I must admit that, in person, I was not especially moved by the beauty of the sculptures. They were, essentially, traditional busts, distinguished mainly by their insane scale and placement. The novelty of it was stronger than the beauty.
What stood out most was everything around the presidents' faces: the Black Hills landscape that spreads and spreads, incorporating eons of old rock and new growth. This was something that was hard to appreciate in photographs, which tend to be tightly cropped — just the presidents, stony and smooth. But the mountain itself is magnificent: rough and rutted and craggy, like an ancient crocodile's back. It made the giant heads look small.
I felt a rush of emotion that was not patriotism but awe: awe at human weirdness, at our capacity to create, in the actual world, such an improbable and unnecessary artifact as this. Why had humans done this? Why did Mount Rushmore exist?
"Oh, it's a nice little mountain thing," my son said appreciatively, and then he asked if we could leave.
We drove away from Mount Rushmore, down and down, through the uncarved wilderness, into the city of Custer, a windswept Old West outpost. Outside Custer was another granite mountain being carved, Rushmore-style, into the enormous likeness of a historic figure. It depicted Crazy Horse, the enigmatic leader of the Oglala Sioux, one of the fiercest defenders of the Black Hills from the indignity of white invasion. It was a sort of corrective to Rushmore, a reclaiming of the landscape by the people from whom it was stolen. My family was tired and refused to get out of the car, so I walked through the museum myself. The carving has been in progress, without federal funding, for nearly 70 years. The finished figure will be 563 feet tall, sitting on his horse, pointing toward the Black Hills.

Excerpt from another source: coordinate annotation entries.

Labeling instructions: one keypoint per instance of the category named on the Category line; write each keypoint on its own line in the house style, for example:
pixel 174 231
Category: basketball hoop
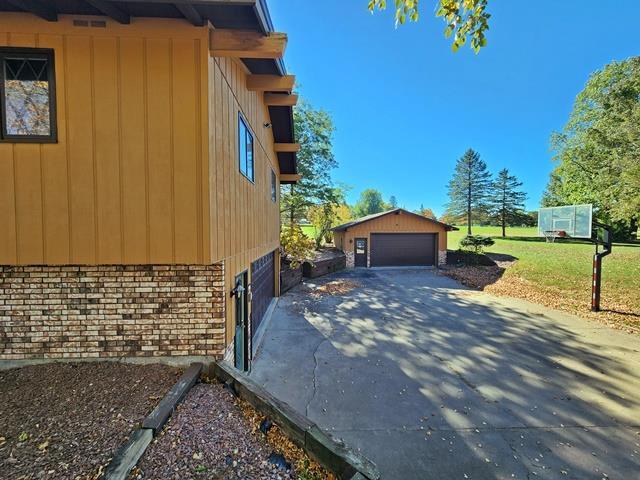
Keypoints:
pixel 551 235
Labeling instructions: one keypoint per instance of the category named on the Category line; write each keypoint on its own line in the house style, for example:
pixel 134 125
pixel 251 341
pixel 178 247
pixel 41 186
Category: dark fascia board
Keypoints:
pixel 346 226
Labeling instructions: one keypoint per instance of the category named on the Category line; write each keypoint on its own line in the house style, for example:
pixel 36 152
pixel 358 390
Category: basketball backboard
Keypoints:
pixel 574 220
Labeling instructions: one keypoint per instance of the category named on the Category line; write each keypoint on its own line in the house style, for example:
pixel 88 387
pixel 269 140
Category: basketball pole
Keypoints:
pixel 606 241
pixel 597 280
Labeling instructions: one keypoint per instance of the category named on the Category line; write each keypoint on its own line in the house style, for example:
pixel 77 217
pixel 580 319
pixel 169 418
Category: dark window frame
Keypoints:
pixel 21 52
pixel 242 122
pixel 274 187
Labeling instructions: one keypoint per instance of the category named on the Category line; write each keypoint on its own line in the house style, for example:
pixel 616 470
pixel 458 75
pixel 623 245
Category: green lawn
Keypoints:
pixel 309 230
pixel 454 237
pixel 563 270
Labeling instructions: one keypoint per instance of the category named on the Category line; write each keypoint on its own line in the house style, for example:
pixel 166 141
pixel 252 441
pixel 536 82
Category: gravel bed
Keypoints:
pixel 209 437
pixel 65 420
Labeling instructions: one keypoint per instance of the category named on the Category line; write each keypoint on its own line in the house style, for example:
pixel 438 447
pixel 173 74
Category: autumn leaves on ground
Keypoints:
pixel 557 275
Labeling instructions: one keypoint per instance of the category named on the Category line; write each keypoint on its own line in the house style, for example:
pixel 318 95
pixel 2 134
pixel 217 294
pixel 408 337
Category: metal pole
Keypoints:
pixel 607 242
pixel 597 278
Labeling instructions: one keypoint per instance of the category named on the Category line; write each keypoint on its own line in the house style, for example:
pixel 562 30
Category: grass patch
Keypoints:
pixel 453 238
pixel 559 274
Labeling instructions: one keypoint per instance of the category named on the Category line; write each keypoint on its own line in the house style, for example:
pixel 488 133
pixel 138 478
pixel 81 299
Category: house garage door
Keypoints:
pixel 402 249
pixel 262 289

And it began to seem foreign to me, our American obsession with size. We are born a fantasy of bigness. We are tall and strapping, with big hats and big hair and loud clothes and booming voices. We drive our big cars through the epic landscapes of our giant continent. We work in tall buildings, where we give 110 percent in order to build larger-than-life careers. Our great ideas define infinite eras. Our big weapons win big wars. We are economically, geographically, culturally, and spiritually huge: the Gigantic States of America.

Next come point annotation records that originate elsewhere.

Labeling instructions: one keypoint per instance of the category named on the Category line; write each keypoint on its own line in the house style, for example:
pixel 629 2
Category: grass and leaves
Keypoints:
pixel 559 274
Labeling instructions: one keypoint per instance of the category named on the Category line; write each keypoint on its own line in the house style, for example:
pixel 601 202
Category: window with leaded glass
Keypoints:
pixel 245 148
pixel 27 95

There is something childish about this fantasy — the way it tends to conflate virtue and size. Why does goodness have to be huge? It is a dangerous belief, and one that inevitably causes stress and confusion when — as it must — it runs up against reality. Inevitably, there will be a shift in scale; the dominant thing (nation, culture, religion, demographic) will begin to shrink. Does it lose its virtue with its dominance? If we truly believe that, then what virtue will we not be willing to sacrifice to make ourselves feel big again?

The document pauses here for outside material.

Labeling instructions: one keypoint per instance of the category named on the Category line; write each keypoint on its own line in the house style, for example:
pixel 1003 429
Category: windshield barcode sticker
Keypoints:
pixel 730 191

Later, as the sun was beginning to set, we drove through Custer State Park. We passed through huge, shaggy herds of buffalo, which raised their heads and stared. The landscape seemed to change every 500 feet: lakes, buttes, forests, gashes of red dirt. A small herd of pronghorns glided over a bluff, ghostly white on the snow.
It was as beautiful as any land I've ever seen; driving through it inspired the kind of awe that the sculptures of Rushmore had not. But then again, we never would have seen this landscape if we hadn't come to look at Rushmore.